The tom came out of the corn at dusk. The second or third time it appeared in their backyard, crying softly, Lee’s mother went outside to greet it. She had a tin of sardines, and she put it on the ground and waited as the cat crept close. The tom set upon the sardines as if he had not eaten in days—and maybe he hadn’t—swallowing silver fish in a series of swift, jerky head motions. Then he twined smoothly between Kathy Tourneau’s ankles, purring in a satisfied sort of way. It was a somehow rusty-sounding purr, as if the cat were out of practice being happy.

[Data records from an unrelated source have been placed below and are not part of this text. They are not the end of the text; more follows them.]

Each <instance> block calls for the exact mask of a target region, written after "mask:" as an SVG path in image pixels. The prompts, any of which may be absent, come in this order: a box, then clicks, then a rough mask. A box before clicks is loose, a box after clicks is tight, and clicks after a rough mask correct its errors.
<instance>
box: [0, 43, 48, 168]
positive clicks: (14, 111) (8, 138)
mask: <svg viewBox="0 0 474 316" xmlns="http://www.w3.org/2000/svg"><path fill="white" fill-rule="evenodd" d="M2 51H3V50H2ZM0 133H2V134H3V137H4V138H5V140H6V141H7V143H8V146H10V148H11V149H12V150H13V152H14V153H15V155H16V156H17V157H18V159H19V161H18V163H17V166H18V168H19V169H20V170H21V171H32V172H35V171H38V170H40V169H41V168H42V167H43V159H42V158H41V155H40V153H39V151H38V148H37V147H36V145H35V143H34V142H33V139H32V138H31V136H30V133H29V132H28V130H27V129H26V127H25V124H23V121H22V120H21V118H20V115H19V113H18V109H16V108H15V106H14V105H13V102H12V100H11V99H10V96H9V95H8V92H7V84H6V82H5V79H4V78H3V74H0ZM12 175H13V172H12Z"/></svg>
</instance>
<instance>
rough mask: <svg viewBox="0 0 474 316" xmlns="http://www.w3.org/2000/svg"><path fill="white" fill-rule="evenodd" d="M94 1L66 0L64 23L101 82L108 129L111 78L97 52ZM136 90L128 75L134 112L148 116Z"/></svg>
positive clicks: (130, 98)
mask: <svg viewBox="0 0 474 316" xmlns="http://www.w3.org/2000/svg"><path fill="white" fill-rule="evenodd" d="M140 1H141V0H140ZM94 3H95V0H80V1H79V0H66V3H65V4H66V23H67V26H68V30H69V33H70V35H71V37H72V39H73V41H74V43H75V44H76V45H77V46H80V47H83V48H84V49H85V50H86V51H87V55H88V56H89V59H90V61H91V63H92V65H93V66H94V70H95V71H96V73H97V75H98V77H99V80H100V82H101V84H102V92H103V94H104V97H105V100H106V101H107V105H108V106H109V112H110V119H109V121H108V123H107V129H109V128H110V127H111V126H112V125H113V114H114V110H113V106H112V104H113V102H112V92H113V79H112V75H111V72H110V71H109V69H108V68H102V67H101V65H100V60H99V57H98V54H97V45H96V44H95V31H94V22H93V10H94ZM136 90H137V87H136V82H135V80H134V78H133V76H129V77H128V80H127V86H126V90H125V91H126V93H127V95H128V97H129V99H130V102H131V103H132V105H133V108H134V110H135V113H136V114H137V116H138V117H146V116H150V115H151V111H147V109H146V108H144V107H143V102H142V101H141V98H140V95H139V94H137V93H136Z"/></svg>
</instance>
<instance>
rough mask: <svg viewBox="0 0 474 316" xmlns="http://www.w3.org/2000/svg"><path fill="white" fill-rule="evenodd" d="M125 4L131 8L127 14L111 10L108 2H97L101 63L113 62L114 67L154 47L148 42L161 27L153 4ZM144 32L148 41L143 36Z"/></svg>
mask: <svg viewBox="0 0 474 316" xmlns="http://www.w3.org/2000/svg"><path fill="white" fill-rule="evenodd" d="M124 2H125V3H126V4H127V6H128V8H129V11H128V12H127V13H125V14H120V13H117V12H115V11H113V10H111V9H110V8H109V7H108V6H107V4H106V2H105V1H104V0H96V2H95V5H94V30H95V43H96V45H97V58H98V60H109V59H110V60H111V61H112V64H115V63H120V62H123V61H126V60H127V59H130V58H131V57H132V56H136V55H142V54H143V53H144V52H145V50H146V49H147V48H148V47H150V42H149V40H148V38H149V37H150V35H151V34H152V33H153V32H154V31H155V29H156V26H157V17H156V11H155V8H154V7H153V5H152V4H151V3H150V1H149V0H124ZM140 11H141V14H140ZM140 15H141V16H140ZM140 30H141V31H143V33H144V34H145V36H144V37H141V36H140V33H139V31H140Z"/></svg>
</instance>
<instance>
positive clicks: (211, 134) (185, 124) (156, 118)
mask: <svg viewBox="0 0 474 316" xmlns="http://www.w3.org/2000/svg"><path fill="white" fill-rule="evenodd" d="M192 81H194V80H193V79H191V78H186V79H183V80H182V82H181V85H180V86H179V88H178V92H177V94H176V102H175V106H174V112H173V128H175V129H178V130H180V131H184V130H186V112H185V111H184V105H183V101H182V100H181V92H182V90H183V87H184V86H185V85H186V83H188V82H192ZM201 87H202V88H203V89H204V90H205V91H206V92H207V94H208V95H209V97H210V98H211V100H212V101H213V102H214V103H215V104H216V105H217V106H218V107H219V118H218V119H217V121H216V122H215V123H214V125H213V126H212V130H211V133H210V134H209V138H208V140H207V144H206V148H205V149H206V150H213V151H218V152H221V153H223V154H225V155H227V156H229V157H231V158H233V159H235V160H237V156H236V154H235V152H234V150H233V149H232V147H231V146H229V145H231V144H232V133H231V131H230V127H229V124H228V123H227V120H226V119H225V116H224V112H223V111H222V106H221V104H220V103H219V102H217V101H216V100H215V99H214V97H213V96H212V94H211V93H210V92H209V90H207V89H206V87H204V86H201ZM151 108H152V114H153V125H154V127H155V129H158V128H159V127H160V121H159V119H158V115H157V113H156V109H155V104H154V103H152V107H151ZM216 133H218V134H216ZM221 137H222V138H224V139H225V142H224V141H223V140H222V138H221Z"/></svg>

But when Lee’s mother bent to scratch behind his ears, the tom slashed the back of her hand, laying the flesh open in long red lines. She shrieked and kicked him, and he ran, turning over the sardine tin in his haste to get away.
She wore a white bandage on her hand for a week and scarred badly. She carried her marks from the run-in with the tom all the re
st of her life. The next time the cat came out of the corn, yowling for attention, she threw a frying pan at it, and it vanished back into the rows.
There were a dozen rows behind the Bucksport house, an acre of low, ratty corn. His parents hadn’t planted it and did nothing to tend it. They weren’t farmers, weren’t even inclined to garden. Lee’s mother picked some in August, tried to steam a few ears, but none of them could eat it. It was tasteless, chewy, and hard. Lee’s father laughed and said it was corn for pigs.
By October the stalks were dried out and brown and dead, a lot of them broken and tilting. Lee loved them, loved the aromatic scent of them on the cold fall air, loved to sneak through the narrow lanes between the rows, with the leaves rasping dryly around him. Years later he remembered loving them, even if he couldn’t exactly recall how that love felt. For the adult Lee Tourneau, trying to remember his enthusiasm for the corn was a little like trying to get full on the memory of a good meal.
Where the tom spent the balance of his day was unknown. He didn’t belong to the neighbors. He didn’t belong to anyone. Lee’s mother said he was feral. She said the word “feral” in the same spitting, ugly tone she used to refer to The Winterhaus, the bar Lee’s father stopped at every night for a drink (or two, or three) on his way home from work.
The tomcat’s ribs were visible in his sides, and his black fur was missing in hunks, to show obscene patches of pink, scabby skin, and his furry balls were as big as shooter marbles, so big they jostled back and forth between his hind legs when he walked. One eye was green, the other white, giving him a look of partial blindness. Lee’s mother instructed her only son to stay away from the creature, not to pet him under any circumstances, and not to trust him.
“He won’t learn to like you,” she said. “He’s past the point where he can learn to feel for people. He’s not interested in you or anyone, and never will be. He only turns up hoping we’ll put something out for him, and if we don’t feed him, he’ll stop coming around.”